Лавиния всегда заявляла, что не намерена выходить замуж никогда и ни за кого. Натаниель начинал ей верить, отчего будущее представлялось ему унылым и безрадостным.

– Не стоит так убиваться, Нат, – сказала она ему. – Ты моментально избавишься от меня, стоит тебе решиться и пренебречь условиями отцовского завещания и выдать мне мое наследство. Слава Богу, мне уже двадцать четыре!

– Лавиния! – Джорджина укоризненно покачала головой: будучи образцово воспитанной леди, она не любила, чтобы люди всуе произносили имя Божье, тем более никогда не делала этого сама.

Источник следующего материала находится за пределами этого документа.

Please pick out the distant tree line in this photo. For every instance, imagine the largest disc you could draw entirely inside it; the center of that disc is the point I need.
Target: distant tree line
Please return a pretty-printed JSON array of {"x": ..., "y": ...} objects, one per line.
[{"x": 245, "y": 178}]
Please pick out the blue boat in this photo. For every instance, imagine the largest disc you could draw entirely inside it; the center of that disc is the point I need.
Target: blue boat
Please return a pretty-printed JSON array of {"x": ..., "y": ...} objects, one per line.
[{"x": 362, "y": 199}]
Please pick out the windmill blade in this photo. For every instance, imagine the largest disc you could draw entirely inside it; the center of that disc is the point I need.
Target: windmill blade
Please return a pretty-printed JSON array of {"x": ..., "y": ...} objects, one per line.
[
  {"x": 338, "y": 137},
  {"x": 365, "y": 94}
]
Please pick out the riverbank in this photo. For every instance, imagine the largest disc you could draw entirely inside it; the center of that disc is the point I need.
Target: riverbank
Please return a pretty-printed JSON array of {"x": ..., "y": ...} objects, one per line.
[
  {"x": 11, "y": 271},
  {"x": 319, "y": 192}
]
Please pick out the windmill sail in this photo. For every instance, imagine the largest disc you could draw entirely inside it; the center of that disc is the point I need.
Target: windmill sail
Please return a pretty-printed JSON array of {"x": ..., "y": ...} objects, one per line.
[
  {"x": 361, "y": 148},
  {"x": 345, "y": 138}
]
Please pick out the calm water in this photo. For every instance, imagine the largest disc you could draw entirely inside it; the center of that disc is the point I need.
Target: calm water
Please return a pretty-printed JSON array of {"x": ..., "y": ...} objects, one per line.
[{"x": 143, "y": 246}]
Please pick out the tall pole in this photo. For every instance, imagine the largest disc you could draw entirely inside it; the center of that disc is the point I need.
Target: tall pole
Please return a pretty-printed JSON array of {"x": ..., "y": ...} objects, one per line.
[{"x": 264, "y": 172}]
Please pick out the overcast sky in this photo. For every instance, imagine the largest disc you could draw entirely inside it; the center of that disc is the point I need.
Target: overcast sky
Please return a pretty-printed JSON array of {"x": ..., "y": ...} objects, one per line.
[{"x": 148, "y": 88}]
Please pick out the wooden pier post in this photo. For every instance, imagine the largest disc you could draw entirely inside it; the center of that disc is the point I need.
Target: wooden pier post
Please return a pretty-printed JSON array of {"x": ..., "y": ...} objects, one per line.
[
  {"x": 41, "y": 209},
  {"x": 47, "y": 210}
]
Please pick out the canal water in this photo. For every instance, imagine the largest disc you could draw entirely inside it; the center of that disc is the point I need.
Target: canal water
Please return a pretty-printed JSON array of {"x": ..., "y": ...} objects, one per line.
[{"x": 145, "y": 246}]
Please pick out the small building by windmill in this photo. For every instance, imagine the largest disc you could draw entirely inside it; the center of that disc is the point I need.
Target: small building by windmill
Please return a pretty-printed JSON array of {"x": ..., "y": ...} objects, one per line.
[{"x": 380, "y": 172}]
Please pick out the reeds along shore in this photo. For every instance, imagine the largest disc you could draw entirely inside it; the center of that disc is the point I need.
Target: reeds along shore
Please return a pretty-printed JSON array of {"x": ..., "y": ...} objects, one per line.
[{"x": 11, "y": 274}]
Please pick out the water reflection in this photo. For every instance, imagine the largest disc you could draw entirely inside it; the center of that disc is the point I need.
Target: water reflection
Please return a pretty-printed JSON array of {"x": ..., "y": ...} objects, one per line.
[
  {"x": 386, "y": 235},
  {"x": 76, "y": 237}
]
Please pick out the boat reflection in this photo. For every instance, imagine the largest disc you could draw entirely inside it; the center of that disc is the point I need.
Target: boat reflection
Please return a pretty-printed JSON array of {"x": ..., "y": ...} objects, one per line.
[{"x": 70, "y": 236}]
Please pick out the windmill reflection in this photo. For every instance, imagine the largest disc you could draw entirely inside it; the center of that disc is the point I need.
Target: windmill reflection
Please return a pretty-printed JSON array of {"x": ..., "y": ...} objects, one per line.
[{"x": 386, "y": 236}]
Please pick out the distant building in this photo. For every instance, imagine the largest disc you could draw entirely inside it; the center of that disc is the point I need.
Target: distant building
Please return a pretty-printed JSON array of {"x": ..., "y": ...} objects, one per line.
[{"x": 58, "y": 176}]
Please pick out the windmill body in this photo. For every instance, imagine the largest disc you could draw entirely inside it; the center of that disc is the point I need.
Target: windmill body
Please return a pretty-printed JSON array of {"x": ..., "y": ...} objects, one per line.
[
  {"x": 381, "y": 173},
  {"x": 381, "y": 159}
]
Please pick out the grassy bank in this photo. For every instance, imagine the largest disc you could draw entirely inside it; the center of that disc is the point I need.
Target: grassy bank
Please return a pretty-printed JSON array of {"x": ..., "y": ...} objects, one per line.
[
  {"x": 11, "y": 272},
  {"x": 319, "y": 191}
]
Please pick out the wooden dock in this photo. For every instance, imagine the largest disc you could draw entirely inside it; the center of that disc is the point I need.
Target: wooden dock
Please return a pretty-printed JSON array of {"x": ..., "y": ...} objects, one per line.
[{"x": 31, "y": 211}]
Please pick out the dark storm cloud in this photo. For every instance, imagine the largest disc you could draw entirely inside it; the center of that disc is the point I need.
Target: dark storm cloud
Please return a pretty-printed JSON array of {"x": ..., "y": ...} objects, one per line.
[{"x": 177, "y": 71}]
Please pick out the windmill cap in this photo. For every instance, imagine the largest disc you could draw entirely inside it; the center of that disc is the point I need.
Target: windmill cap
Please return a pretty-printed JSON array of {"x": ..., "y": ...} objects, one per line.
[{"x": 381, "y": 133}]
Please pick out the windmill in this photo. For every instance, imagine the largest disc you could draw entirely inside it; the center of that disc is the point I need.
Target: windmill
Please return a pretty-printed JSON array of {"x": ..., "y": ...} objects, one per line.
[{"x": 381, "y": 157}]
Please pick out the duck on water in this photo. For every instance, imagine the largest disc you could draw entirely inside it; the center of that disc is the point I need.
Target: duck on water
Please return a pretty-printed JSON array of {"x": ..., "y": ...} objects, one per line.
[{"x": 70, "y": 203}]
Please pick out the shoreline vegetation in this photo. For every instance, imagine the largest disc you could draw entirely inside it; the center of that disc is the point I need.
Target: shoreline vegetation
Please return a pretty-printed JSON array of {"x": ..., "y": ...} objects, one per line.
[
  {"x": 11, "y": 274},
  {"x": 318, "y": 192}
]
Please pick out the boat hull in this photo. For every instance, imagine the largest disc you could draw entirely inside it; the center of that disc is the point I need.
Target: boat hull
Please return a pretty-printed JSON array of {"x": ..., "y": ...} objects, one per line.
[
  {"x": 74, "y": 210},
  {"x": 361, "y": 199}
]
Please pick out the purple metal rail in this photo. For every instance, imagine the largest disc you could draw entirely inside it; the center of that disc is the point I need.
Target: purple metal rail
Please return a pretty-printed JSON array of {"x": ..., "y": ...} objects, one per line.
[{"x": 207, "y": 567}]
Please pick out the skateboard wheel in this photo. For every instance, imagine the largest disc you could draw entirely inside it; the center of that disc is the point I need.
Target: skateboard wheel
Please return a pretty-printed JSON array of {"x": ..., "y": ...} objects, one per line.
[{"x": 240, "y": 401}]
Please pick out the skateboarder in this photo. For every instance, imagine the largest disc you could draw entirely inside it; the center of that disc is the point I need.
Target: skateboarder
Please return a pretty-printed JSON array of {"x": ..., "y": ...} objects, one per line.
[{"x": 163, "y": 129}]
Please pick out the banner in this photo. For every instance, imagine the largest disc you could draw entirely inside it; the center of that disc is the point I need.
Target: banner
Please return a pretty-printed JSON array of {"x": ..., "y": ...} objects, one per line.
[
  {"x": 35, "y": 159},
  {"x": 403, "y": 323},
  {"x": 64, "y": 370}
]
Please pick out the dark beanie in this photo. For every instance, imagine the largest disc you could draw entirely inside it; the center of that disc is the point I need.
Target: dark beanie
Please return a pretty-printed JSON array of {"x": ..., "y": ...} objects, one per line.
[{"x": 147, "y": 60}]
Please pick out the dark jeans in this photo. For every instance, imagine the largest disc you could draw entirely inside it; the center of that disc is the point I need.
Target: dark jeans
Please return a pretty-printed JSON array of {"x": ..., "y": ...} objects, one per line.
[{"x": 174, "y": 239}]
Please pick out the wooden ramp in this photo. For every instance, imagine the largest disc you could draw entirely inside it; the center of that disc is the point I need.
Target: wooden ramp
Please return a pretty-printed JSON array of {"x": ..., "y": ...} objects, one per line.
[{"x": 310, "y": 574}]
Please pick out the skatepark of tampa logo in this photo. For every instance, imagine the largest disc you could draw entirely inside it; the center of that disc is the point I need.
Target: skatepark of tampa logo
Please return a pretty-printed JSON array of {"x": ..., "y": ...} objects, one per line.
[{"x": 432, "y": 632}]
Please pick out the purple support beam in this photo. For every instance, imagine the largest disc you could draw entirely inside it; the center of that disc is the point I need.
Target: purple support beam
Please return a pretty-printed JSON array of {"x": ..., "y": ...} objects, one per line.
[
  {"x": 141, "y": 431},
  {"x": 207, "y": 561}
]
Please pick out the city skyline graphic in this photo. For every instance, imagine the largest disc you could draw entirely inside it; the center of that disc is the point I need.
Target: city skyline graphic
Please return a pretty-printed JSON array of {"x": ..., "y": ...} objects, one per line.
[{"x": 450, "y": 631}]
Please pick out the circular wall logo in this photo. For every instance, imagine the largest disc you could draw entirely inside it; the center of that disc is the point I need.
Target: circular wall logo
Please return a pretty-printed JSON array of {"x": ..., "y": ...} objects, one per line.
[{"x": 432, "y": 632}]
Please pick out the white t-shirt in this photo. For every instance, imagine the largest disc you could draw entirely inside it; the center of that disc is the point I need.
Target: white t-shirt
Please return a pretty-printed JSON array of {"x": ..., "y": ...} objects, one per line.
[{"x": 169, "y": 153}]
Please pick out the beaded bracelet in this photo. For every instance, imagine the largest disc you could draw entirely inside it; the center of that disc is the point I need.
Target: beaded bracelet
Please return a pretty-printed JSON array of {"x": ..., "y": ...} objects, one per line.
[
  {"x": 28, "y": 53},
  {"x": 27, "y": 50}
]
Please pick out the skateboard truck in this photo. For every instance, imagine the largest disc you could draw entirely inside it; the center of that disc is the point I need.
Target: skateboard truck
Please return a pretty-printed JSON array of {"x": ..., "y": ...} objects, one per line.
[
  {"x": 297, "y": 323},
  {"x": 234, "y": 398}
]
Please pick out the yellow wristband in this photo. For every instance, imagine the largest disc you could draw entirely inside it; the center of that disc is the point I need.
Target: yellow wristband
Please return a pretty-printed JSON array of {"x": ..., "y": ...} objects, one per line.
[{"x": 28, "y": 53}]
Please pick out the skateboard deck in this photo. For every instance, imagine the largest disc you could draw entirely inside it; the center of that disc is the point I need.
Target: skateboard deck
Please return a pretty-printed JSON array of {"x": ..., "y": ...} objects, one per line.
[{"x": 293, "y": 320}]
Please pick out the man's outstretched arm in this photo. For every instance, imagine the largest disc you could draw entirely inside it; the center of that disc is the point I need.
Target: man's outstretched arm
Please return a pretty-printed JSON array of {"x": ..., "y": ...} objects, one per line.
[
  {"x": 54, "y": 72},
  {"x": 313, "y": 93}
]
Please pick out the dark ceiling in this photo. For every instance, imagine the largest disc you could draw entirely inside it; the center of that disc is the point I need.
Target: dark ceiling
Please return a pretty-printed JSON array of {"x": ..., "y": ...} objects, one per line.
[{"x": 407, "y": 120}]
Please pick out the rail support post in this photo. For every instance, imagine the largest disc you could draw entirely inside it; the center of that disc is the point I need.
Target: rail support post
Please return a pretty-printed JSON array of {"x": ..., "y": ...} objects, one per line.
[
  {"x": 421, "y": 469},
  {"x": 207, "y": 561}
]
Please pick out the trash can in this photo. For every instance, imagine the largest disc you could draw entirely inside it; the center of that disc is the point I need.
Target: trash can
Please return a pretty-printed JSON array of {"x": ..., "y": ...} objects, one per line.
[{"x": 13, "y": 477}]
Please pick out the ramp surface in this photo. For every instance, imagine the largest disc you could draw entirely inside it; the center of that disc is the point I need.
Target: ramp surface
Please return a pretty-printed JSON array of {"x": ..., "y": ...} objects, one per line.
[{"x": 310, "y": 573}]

– Повторяю, двадцать четыре года – а я не имею права воспользоваться своим наследством, пока не выйду замуж или пока мне не исполнится тридцать лет! – возмущенно продолжала Лавиния. – И как только отец додумался включить в завещание такое условие? Просто средневековье какое-то!

В душе Натаниель разделял ее возмущение, но изменить завещание было не в его силах. И хотя он мог устроить так, чтобы кузина жила в собственном доме где-нибудь неподалеку (о чем она всегда мечтала) и под его надзором (а вот мысль об этом вряд ли могла казаться ей привлекательной), он предпочитал видеть ее замужем за человеком, который смог бы с ней поладить и, даст Бог, принести хоть немного счастья. Она не была счастлива, бедная Лавиния.

В этот момент Джорджина ахнула, не дав ему ответить, хотя, по правде, он не мог возразить кузине ничего нового, и опять привлекла их внимание к виду из окна.

– Смотрите! Смотрите! – вскричала она. – О, Натаниель!

В порыве восторга она прижала руки к груди и во все глаза смотрела на улицы и здания Мейфэра, как будто они действительно были облицованы золотом.

– Должна признать, Лондон хорошеет с каждым шагом, – сменив гнев на милость, произнесла Лавиния.